I’ll buy some of the names above as you and I had some of the similar name prior to my selling off to raise money for my out-of-state rental.
I’d be a little more patience and the news started to trickling in about the damages. Some of the anger to drove the “brexit” movement was on immigration issues. There could be talk to reverse the decision if the government promise to do something about the immigrants issue?!?! We never know, but it looks like the DOW might break the 15000 mark again like August 2015 and Feb 2016.

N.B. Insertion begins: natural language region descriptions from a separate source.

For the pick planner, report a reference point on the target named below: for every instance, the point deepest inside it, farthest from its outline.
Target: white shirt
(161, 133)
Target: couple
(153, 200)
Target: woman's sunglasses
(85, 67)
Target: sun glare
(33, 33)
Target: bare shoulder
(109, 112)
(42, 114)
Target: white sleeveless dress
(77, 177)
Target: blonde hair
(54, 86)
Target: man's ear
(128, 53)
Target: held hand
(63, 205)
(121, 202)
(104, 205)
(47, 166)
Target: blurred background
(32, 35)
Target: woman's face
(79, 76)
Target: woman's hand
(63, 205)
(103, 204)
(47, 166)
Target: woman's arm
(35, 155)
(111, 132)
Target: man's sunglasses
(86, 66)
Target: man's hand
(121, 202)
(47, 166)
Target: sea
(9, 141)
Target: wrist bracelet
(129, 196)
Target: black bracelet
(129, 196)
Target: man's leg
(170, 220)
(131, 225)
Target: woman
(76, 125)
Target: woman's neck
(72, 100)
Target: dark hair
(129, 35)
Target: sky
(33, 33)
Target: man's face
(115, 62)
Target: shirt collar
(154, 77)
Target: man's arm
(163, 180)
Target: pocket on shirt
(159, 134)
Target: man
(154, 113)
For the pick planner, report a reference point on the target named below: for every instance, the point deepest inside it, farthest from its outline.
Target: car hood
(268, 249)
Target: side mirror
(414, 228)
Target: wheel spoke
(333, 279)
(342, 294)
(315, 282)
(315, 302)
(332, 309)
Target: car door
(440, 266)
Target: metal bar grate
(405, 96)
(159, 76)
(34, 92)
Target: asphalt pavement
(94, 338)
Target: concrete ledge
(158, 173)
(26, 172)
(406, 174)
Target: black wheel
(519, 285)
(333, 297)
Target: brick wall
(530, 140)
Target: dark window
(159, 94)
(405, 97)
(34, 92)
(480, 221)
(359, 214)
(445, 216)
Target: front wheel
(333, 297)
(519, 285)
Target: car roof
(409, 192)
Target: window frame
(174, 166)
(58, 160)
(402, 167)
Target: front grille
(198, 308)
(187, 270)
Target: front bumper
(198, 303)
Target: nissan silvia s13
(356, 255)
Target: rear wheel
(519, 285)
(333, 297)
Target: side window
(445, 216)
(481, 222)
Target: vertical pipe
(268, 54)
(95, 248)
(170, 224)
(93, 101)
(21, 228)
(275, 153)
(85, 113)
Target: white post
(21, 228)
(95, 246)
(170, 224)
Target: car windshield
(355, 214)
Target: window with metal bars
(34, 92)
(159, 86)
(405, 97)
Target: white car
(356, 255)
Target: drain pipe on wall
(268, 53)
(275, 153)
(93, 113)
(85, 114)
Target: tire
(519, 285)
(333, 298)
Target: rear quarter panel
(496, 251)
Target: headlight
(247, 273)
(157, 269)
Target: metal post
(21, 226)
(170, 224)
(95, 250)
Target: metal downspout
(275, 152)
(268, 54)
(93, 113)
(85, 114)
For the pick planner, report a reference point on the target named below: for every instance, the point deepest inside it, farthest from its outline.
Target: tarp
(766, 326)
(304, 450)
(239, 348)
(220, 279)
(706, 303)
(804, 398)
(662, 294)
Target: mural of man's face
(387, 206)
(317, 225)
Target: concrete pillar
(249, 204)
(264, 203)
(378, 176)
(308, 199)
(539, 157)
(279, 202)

I have 10% of cash to work with, not much, but I don’t want to miss the buying opportunity, yet don’t want to pull the trigger too early 🙂 decision, decision. If it bounce back, it bounces very quickly. I’m super selective as I would like my dividend growth account back LOL 🙂
The reality is that no one knows what the future will bring. Just as everyone got the Brexit vote wrong, as evidenced by the world markets on Thursday rising and then falling on Friday, who knows what future news bite will drive the markets higher or lower. We may very well see DOW 15K again or a “surprise” new vote may bring us back to 18K. Either way, I’ll continue to nibble on stocks that sport decent yield and more importantly a safe yield. After all, what good is any yield if it cannot be sustained. As you stated, “decisions, decisions.” It’s impossible to time and buy at the “perfect” time so sometimes just pulling the trigger on something is better than not doing anything and perpetually waiting. As always, I appreciate your comment.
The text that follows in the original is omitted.